The often-repeated truism about marriage is the once the honeymoon is over, life comes back to normal and the bloom is off the romance.  There is good reason behind this expectation.  The romance of courtship fades under the pressures of jobs, house, friends, children, etc.  We stop putting our best selves forward.  The mysterious beckoning that we felt during that period of mutual exploration of possibilities becomes the routine of living together, often not really enjoying all those “cute little things” that we once thought made our chosen partner so adorable.  The experience of the majority is that somehow the fire burns a little less hot, the grind is a little more compelling and that horrible word begins to creep back into our souls – bored!

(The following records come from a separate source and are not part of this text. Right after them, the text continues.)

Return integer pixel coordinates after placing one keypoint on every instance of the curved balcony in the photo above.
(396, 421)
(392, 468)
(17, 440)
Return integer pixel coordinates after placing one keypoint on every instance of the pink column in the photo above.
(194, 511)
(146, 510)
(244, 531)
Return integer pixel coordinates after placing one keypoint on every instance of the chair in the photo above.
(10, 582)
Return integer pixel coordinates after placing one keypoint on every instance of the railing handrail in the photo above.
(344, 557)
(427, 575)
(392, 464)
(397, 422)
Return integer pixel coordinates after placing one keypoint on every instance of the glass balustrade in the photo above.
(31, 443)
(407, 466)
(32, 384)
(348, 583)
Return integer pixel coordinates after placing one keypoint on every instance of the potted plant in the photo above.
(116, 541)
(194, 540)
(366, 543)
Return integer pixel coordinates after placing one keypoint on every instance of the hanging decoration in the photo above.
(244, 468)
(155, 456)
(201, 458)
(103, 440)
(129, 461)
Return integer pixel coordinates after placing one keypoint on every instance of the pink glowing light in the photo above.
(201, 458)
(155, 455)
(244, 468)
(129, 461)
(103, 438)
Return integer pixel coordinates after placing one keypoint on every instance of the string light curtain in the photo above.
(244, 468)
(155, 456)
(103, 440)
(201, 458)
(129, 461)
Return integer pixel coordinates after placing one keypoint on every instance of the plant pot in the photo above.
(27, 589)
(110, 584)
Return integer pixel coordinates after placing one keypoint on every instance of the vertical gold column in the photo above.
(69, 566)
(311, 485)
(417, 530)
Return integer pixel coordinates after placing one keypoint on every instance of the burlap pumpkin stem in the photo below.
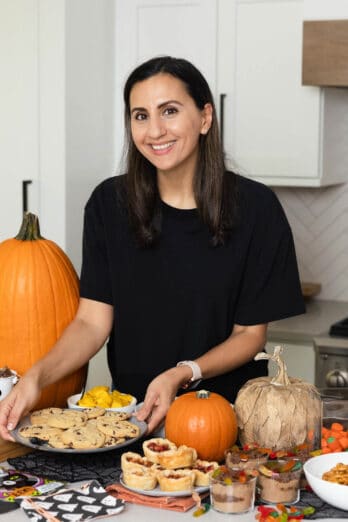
(279, 412)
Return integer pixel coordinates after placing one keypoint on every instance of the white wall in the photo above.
(319, 221)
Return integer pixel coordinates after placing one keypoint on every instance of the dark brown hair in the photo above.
(210, 189)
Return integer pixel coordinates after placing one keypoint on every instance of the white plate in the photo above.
(46, 447)
(157, 492)
(330, 492)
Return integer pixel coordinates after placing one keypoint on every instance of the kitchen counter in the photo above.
(134, 512)
(315, 322)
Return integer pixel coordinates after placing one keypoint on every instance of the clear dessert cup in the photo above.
(232, 490)
(279, 481)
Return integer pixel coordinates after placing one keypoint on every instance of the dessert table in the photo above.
(134, 512)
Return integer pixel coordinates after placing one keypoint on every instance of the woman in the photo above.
(184, 264)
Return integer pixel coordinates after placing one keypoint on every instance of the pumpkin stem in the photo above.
(30, 228)
(281, 379)
(202, 394)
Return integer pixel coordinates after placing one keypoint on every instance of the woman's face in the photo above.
(166, 124)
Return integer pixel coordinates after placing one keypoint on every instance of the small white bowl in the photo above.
(334, 494)
(72, 403)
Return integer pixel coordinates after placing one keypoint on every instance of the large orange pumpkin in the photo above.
(39, 293)
(203, 420)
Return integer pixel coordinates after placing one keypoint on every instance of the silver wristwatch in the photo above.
(196, 373)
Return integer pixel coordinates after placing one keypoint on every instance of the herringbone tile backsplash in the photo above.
(319, 222)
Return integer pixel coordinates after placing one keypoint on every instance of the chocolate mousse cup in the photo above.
(232, 491)
(279, 482)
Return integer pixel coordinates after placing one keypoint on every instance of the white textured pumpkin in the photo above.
(279, 412)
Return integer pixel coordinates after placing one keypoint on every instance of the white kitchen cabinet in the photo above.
(56, 126)
(283, 133)
(275, 130)
(162, 27)
(299, 358)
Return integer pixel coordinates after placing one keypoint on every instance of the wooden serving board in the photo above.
(12, 449)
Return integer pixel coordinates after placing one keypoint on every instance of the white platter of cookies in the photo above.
(165, 469)
(78, 431)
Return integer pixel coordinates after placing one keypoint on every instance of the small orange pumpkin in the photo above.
(39, 294)
(203, 420)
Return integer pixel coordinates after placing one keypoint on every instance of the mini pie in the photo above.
(117, 428)
(140, 478)
(182, 457)
(203, 470)
(131, 461)
(176, 480)
(157, 446)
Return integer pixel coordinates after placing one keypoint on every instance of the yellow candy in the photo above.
(102, 396)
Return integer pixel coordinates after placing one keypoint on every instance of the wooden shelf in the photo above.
(325, 53)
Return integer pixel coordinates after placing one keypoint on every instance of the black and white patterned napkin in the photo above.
(89, 502)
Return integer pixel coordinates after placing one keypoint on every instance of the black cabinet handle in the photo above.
(25, 184)
(222, 110)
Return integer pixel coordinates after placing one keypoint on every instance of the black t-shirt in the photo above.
(180, 298)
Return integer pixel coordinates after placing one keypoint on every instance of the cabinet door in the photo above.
(299, 360)
(19, 111)
(147, 28)
(276, 121)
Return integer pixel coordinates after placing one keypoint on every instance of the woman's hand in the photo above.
(160, 394)
(24, 395)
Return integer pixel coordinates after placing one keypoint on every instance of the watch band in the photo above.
(196, 371)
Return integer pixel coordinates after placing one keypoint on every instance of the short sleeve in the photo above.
(95, 279)
(270, 288)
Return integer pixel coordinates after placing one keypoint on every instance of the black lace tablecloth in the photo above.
(105, 467)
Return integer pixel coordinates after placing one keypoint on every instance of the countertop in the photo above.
(319, 316)
(133, 512)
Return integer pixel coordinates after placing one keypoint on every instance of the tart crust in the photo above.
(140, 478)
(156, 447)
(176, 480)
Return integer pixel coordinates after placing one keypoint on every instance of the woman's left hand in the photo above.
(159, 395)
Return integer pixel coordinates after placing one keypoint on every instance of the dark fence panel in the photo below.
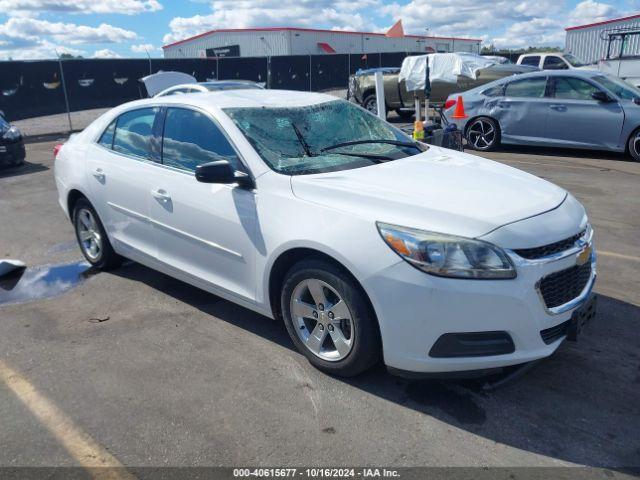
(34, 88)
(106, 83)
(290, 73)
(329, 71)
(30, 89)
(243, 69)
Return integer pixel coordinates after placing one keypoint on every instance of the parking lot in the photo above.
(132, 367)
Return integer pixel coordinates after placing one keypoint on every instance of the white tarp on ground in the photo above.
(7, 266)
(444, 67)
(162, 80)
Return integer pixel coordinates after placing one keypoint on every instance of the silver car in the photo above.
(569, 108)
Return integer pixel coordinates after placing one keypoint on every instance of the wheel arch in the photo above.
(72, 198)
(286, 259)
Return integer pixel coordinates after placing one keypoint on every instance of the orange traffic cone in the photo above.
(459, 112)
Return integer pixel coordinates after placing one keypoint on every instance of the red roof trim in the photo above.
(606, 22)
(326, 47)
(296, 29)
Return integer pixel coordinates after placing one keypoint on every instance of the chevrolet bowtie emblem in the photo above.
(584, 256)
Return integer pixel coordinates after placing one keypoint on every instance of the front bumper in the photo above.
(423, 308)
(12, 153)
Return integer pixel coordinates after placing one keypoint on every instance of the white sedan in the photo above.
(307, 208)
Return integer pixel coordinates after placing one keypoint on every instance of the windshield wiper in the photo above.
(369, 156)
(361, 142)
(305, 145)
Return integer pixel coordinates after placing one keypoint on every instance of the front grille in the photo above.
(563, 286)
(552, 334)
(551, 249)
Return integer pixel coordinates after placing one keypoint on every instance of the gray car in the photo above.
(569, 108)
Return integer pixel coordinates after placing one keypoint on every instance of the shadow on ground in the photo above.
(581, 405)
(24, 169)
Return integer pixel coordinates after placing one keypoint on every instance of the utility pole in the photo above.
(64, 90)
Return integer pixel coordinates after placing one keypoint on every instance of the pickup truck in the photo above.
(362, 87)
(553, 61)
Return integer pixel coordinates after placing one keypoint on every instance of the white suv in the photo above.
(552, 61)
(308, 208)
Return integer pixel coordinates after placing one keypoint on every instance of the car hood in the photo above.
(439, 190)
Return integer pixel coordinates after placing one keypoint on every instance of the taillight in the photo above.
(56, 150)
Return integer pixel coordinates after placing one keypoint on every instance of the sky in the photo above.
(35, 29)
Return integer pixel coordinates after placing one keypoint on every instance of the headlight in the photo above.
(12, 134)
(447, 255)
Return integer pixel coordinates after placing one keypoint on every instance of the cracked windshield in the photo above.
(319, 138)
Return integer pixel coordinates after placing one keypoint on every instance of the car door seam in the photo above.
(172, 229)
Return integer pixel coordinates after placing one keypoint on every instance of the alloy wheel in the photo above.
(481, 134)
(322, 320)
(89, 234)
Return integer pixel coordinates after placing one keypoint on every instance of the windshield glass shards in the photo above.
(326, 137)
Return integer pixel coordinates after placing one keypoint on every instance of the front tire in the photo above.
(92, 238)
(483, 134)
(633, 145)
(328, 318)
(370, 103)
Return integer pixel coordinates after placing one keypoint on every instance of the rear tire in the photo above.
(633, 145)
(334, 326)
(92, 237)
(483, 134)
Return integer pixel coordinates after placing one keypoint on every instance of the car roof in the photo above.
(553, 73)
(254, 98)
(537, 54)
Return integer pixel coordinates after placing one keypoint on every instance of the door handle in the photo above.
(99, 174)
(160, 194)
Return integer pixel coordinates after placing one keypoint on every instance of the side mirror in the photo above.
(600, 96)
(221, 171)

Because this experience seems so universally true, we might be led to believe that it is just as correct as it is normal.  We watch the newly dating couple, or those whose recent vows have not yet tarnished, and we shake our heads knowingly.  Just wait, we say to ourselves, and soon things will be just like they are for me.  Once I was a romantic but now I have grown up.  Life is difficult, to quote a very popular writer.  We just know better.

Personal reflection will convince us how normal the reasoning is.  But what is the norm is not necessarily right.  Fifty thousand Frenchmen can be wrong.  And so can you and I.

What happened along the way?  We used to look into each other’s eyes in those days and feel the wonder.  I am sure each of us could point to many distractions, circumstances and choices.  The last of these three options is not so widely admitted.  We all like to put the blame elsewhere.  The job is often much more the culprit to marriage boredom than the fact that I chose to let the job take me over.  Children are a wonderful excuse for not putting effort into being husbands or wives.  They are so readily available to blame.  Of course, the fact that I chose to let them occupy my every moment fades in comparison to the more obvious.  Still, at the bottom of it all is choice.  When we were “hot to trot”, we seemed to make effortless choices to be together, see each other, bend the rules, hold on for dear life, fall head over heels.  In those moments, nothing was more important.  Now things seem different.

But they probably aren’t!  The person who now shares your life and your bed is probably the same one that drove you crazy with desire.  The person you couldn’t wait to hold, see, talk to, plan with, share everything, is probably still right there, feeling all the same things you do and being just as frustrated.  Hopelessness is a bipartisan effort.

May I suggest that it is time to play around?  Pick your partner and go for it!  The best partner to pick is the one who already has your heart’s desire in mind.  My guess is that he or she is right there in front of you.  The problem is that both of you have forgotten how wonderful it is to play.  Time to remember!